What is actually in a 125 calorie bottle of Vitamin Water besides the sugar?
Sodium, protein and fat are zero, as is Potassium in all but one variety. Vitamin content shows Vitamin C at 100% RDV or more, Vitamin B3 is 100% or 0 depending on the variety, Vitamin B6: 100%, Vitamin B12: 100% and Vitamin B5: 100%. One variety contains 50mg of caffeine. Another variety contains 25mg of the amino acid Taurine. Others contain Guarana (caffeine source from a plant) Ginseng (herb, believed to cleanse, provide energy, and ward off illness), Ginko Biloba (from a tree, believed to enhance cognitive function), and various antioxidants and amino acids with perceived health benefits. Have a look at their full nutrition information and ingredients here.

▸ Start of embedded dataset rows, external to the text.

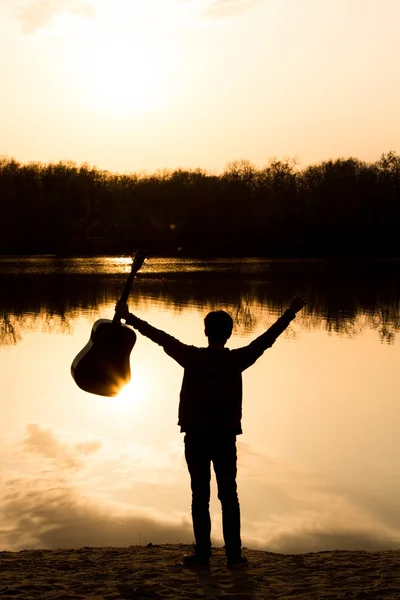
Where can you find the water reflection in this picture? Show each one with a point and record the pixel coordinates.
(318, 461)
(47, 293)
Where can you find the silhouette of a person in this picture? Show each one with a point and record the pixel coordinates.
(210, 412)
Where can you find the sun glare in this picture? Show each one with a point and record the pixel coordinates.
(132, 394)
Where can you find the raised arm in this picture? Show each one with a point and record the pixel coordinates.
(249, 354)
(173, 347)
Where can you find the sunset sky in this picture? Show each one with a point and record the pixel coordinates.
(132, 85)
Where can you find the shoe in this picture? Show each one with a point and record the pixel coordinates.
(237, 561)
(195, 560)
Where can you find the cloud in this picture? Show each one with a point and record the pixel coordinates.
(39, 13)
(59, 517)
(54, 496)
(42, 442)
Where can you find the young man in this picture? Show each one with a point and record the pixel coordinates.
(210, 413)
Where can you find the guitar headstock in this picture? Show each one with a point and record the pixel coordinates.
(138, 259)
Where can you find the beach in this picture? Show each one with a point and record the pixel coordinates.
(155, 572)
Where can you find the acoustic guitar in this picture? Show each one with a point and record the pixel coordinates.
(102, 367)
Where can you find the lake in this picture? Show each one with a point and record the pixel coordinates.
(318, 461)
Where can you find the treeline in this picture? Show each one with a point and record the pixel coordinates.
(338, 208)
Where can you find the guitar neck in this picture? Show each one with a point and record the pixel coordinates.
(136, 265)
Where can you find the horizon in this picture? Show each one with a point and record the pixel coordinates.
(194, 84)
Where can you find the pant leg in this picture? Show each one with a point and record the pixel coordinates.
(225, 467)
(197, 454)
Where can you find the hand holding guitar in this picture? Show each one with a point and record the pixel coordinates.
(122, 310)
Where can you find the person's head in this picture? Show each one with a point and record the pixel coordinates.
(218, 326)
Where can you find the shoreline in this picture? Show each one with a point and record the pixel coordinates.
(154, 572)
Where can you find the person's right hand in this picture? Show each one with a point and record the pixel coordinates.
(298, 302)
(122, 310)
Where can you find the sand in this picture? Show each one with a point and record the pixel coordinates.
(154, 572)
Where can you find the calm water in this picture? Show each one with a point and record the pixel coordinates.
(319, 457)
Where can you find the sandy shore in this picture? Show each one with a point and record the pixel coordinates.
(154, 572)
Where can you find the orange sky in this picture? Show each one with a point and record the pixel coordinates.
(130, 85)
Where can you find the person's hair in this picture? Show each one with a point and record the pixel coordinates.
(218, 326)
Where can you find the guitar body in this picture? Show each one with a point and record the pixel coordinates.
(102, 367)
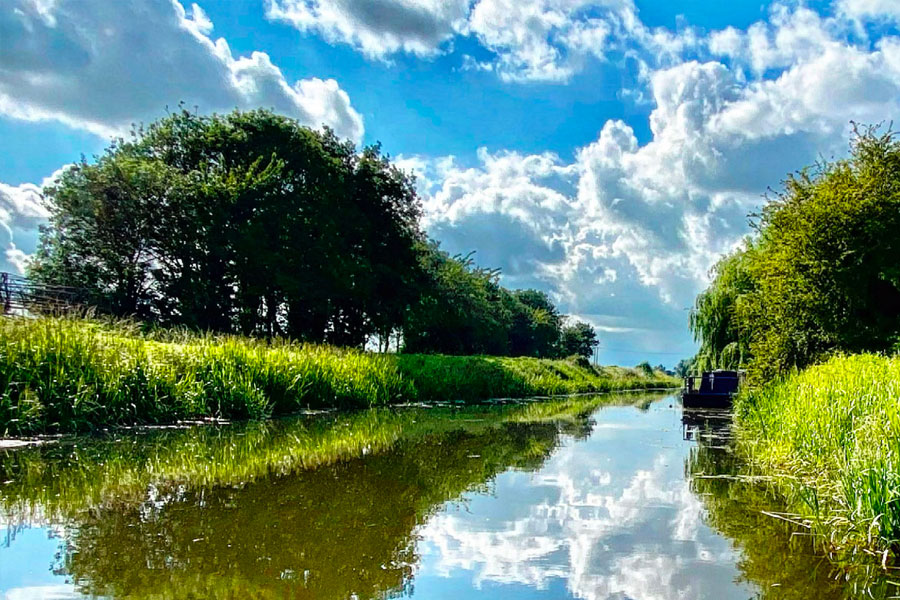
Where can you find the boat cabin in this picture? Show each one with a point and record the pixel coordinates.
(711, 389)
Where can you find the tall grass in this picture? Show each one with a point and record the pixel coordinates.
(831, 435)
(64, 375)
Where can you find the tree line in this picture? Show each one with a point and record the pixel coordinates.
(249, 223)
(819, 276)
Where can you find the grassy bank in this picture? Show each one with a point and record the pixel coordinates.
(831, 437)
(61, 375)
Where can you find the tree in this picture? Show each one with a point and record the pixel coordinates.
(246, 222)
(820, 275)
(578, 339)
(645, 368)
(684, 367)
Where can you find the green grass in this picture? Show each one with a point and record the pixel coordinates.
(67, 375)
(831, 436)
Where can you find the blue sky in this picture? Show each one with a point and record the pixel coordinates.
(607, 151)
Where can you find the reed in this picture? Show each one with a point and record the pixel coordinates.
(831, 436)
(68, 375)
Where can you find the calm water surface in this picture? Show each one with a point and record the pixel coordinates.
(569, 500)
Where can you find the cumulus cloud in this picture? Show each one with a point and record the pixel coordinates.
(102, 66)
(529, 40)
(888, 10)
(377, 28)
(626, 233)
(22, 212)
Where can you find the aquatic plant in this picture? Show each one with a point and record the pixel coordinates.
(831, 437)
(65, 375)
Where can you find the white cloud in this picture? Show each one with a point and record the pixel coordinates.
(22, 212)
(659, 214)
(102, 66)
(377, 28)
(888, 10)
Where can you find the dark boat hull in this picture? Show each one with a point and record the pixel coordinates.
(705, 400)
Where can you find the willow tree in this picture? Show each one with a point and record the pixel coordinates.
(821, 275)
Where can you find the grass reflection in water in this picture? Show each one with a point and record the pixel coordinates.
(321, 507)
(779, 558)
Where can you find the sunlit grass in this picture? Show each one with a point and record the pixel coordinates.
(62, 375)
(832, 435)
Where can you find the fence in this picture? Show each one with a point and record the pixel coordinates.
(20, 295)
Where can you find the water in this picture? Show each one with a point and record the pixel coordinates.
(566, 500)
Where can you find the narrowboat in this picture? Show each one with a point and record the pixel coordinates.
(712, 389)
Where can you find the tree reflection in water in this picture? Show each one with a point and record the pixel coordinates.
(345, 527)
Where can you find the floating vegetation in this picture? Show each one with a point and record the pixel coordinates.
(831, 437)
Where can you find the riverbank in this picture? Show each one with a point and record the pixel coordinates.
(67, 375)
(830, 438)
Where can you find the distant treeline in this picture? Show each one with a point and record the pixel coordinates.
(820, 276)
(250, 223)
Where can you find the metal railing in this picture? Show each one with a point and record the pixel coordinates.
(21, 295)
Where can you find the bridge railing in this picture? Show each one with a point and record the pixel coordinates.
(20, 295)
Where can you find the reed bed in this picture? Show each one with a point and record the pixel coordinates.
(68, 375)
(831, 436)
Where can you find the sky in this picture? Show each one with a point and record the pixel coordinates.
(605, 151)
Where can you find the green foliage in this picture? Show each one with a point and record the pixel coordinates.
(831, 435)
(644, 367)
(578, 339)
(774, 554)
(245, 222)
(819, 276)
(70, 375)
(463, 309)
(684, 367)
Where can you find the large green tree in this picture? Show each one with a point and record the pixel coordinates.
(820, 276)
(246, 222)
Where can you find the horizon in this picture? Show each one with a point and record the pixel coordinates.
(606, 152)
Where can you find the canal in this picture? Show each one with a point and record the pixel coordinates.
(624, 497)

The same vitamins and minerals can be found individually or combined in any over the counter multivitamin tablet–without all the sugar. The amino acids L-Carnitine and Taurine are natural products made in the body. There is no need to add extra amounts, and there is NO proof they have any weight loss benefit. The plant products Guarana, Ginko Biloba and Ginseng have NO proven medical benefits.
A cup of coffee has 120 mg of caffeine and the average can of cola has 41 mg of caffeine. Caffeine does produce alertness, but at the same time it may cause dehydration, heart rate and blood pressure elevation as well as insomnia, headaches and anxiety. A lot of people experience significant side effects above 200mg. That equals about 2 cups of coffee or 4 cans of cola.
The issue again, like the sports drinks, is not to be fooled by the “healthy” marketing that surrounds these drinks.